Each birth brought him great joy and filled him with pride. He loved to have all of the kids, grandkids and great grandkids visiting and playing in his yard where he could laugh and grin at their antics.
There were many trips to Nova Scotia over the years to visit family and friends, and Mom and Dad enjoyed some trips to Reno. In 2016 Cliff, Betty and Holly drove to the Yukon with Dad. This was the last place that Dad wanted to visit.
Dad was definitely a strong silent type, but we always knew he loved us. He was our port in a storm with wise advice. He loved to tease and be teased back. We all miss his sharp mind, calm presence and support. It gives us solace to know he and Mom are together again. We love you Dad.

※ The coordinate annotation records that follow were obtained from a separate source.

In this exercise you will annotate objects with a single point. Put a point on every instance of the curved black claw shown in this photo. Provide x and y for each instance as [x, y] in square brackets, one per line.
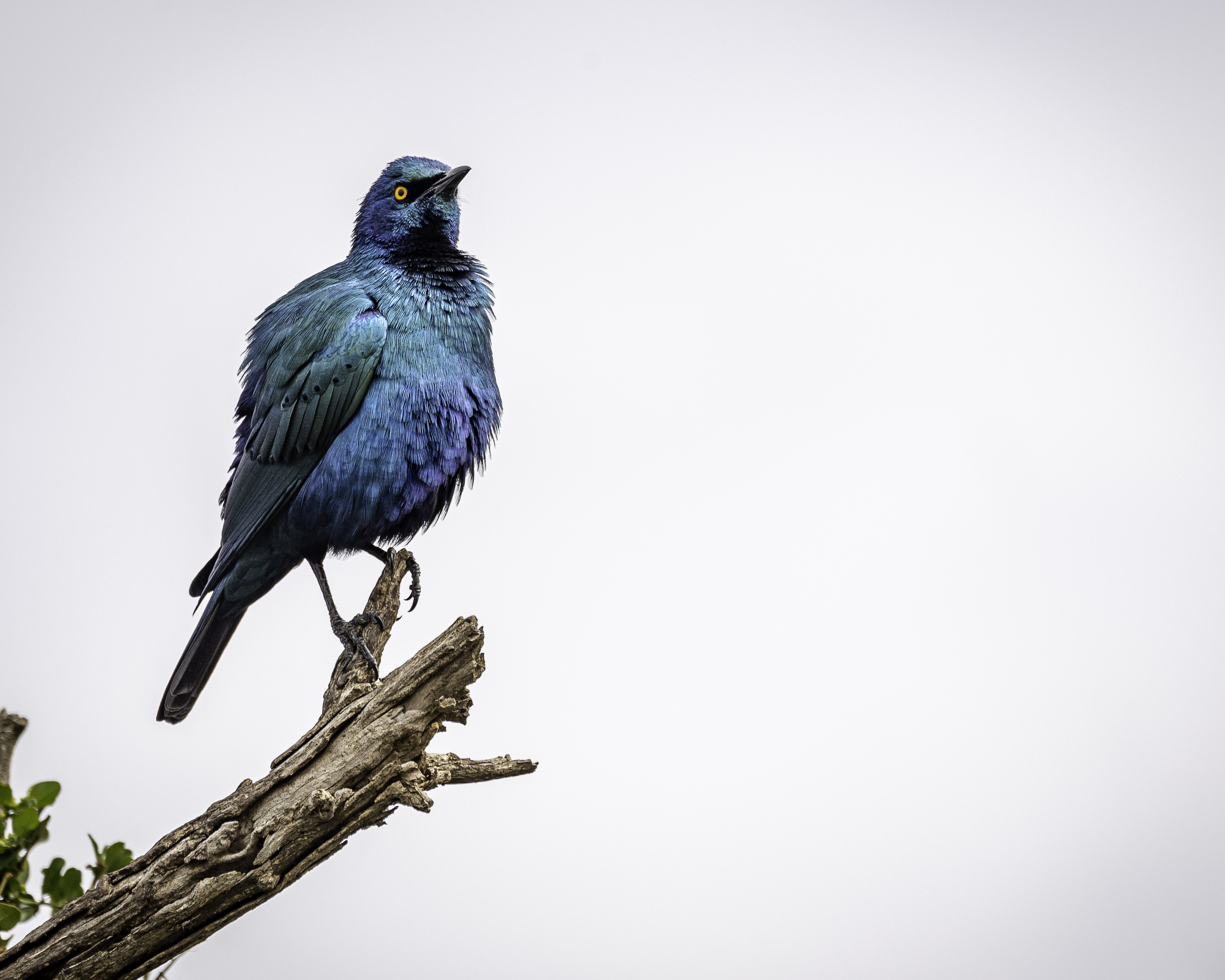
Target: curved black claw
[350, 634]
[415, 591]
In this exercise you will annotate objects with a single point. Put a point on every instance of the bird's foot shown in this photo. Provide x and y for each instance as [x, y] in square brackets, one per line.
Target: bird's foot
[350, 634]
[415, 591]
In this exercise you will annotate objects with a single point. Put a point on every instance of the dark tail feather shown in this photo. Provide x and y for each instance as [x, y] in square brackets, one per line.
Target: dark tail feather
[197, 662]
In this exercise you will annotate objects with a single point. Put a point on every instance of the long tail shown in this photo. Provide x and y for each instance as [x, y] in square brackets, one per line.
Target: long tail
[205, 649]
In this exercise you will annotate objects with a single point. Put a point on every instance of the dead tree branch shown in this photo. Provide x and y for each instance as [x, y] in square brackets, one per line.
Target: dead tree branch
[11, 726]
[363, 757]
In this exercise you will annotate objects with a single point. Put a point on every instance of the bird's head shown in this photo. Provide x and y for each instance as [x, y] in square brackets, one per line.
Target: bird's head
[413, 201]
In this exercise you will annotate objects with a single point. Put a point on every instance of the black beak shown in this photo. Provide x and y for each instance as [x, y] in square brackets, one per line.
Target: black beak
[445, 187]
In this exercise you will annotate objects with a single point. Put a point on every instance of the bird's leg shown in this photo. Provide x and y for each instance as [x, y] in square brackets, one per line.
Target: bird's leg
[415, 591]
[350, 634]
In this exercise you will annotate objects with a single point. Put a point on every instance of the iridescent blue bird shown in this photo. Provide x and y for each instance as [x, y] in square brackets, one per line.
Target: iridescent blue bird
[368, 402]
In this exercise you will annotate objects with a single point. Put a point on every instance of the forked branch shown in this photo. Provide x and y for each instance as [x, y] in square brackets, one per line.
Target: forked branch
[364, 757]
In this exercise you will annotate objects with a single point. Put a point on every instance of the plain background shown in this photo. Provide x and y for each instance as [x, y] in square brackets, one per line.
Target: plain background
[853, 553]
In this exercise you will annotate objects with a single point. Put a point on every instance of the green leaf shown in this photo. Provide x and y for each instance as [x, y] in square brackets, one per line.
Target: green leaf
[45, 793]
[25, 821]
[62, 888]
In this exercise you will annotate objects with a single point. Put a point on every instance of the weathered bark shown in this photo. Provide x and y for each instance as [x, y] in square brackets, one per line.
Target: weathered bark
[365, 756]
[11, 726]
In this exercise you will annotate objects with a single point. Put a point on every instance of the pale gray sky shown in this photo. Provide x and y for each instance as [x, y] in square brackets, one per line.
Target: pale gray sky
[853, 556]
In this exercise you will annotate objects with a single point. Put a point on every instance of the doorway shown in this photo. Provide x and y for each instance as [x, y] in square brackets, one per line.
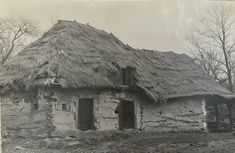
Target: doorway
[126, 115]
[85, 114]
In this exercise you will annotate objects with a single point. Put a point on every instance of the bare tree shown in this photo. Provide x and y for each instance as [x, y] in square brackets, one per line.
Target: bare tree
[214, 44]
[14, 33]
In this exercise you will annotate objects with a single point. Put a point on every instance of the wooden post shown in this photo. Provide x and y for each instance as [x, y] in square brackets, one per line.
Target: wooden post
[229, 105]
[216, 115]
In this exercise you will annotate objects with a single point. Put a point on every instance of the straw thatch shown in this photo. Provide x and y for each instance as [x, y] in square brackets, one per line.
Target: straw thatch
[74, 55]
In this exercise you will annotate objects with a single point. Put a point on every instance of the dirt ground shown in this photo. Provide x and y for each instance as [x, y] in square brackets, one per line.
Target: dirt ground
[123, 142]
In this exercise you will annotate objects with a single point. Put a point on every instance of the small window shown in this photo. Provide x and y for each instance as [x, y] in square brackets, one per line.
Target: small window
[64, 107]
[35, 106]
[127, 76]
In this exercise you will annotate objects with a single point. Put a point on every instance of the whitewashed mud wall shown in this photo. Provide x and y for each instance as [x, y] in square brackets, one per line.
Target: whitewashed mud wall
[105, 103]
[178, 115]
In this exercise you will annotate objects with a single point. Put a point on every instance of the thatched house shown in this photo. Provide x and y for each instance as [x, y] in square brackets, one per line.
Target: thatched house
[79, 77]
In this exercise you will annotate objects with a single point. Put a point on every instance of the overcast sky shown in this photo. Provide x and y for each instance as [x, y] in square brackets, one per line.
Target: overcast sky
[159, 24]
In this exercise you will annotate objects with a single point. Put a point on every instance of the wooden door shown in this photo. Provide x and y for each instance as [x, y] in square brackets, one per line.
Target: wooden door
[126, 115]
[85, 114]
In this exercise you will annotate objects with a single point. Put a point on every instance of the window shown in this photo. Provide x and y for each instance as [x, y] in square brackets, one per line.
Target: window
[35, 106]
[64, 107]
[127, 76]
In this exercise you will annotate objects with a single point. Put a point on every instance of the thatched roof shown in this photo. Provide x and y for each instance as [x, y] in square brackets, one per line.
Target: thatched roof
[74, 55]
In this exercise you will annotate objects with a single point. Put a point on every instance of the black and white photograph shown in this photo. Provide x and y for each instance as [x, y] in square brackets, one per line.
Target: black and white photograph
[117, 76]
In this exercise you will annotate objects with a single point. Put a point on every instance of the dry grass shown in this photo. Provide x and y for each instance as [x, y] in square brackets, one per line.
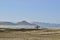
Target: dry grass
[45, 34]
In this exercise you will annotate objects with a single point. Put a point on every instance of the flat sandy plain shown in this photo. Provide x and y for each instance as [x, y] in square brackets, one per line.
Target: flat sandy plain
[43, 34]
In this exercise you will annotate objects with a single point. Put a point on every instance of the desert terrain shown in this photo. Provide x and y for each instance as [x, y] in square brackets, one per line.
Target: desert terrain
[30, 34]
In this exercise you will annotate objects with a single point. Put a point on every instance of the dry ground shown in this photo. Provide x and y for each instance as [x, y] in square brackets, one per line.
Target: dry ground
[45, 34]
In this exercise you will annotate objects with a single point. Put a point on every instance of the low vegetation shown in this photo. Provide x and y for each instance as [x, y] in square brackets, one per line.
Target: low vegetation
[30, 34]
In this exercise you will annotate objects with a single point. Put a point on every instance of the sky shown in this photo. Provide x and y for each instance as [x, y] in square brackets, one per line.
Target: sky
[30, 10]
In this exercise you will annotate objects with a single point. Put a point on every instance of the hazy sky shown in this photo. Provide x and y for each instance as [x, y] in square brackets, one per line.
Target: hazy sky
[30, 10]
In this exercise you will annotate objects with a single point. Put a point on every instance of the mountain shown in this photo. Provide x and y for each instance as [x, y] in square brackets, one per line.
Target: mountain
[47, 25]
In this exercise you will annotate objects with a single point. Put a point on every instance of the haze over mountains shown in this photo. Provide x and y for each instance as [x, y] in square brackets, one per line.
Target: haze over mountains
[41, 24]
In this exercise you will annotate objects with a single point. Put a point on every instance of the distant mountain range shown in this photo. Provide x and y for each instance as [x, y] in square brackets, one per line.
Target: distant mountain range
[41, 24]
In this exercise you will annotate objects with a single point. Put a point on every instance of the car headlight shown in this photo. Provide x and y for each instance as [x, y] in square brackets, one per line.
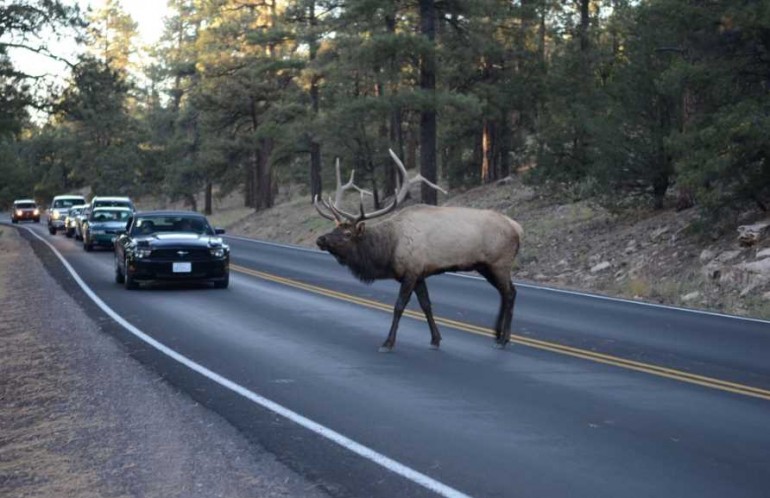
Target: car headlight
[142, 252]
[218, 252]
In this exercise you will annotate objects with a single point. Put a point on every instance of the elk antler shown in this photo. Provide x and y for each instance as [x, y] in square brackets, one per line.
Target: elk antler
[403, 190]
[334, 206]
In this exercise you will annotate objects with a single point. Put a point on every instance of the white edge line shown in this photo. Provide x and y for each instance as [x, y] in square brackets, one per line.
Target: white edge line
[540, 287]
[345, 442]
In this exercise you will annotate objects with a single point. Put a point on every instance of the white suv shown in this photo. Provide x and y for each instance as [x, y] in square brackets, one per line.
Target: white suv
[57, 211]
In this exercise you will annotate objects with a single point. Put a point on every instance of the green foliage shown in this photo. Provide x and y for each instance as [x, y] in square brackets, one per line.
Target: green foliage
[619, 100]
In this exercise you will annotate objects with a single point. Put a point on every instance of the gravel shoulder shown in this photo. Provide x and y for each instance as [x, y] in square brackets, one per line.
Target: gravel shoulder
[81, 418]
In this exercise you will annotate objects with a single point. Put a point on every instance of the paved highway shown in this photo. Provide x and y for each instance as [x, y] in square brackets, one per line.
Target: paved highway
[595, 397]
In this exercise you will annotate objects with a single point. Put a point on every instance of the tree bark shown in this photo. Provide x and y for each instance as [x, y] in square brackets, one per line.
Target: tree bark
[207, 200]
[265, 195]
[428, 114]
[316, 185]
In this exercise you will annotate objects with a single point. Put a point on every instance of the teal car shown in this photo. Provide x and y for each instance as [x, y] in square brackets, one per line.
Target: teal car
[104, 225]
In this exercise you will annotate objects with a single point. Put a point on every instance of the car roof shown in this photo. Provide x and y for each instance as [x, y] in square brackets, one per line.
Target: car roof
[111, 208]
[169, 213]
[111, 198]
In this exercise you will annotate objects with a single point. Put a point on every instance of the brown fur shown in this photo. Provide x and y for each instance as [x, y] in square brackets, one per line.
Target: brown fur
[421, 241]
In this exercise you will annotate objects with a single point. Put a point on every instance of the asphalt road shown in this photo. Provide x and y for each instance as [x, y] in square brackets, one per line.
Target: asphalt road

We would like to thank everyone who called, sent cards, flowers, plants and food. Many, many thanks to Jim for the coffee visits when dad could no longer go out and to Marilyn for her abundant caring and support. Dad always looked forward to your visits. Thank you as well to Dr. Soles, the medical clinic staff, and hospital staff for their efforts on dad’s behalf.
Thank you as well to Robin Earle for her patience with our requests and arrangements. It was so very much appreciated.
A private graveside service will be planned for the future.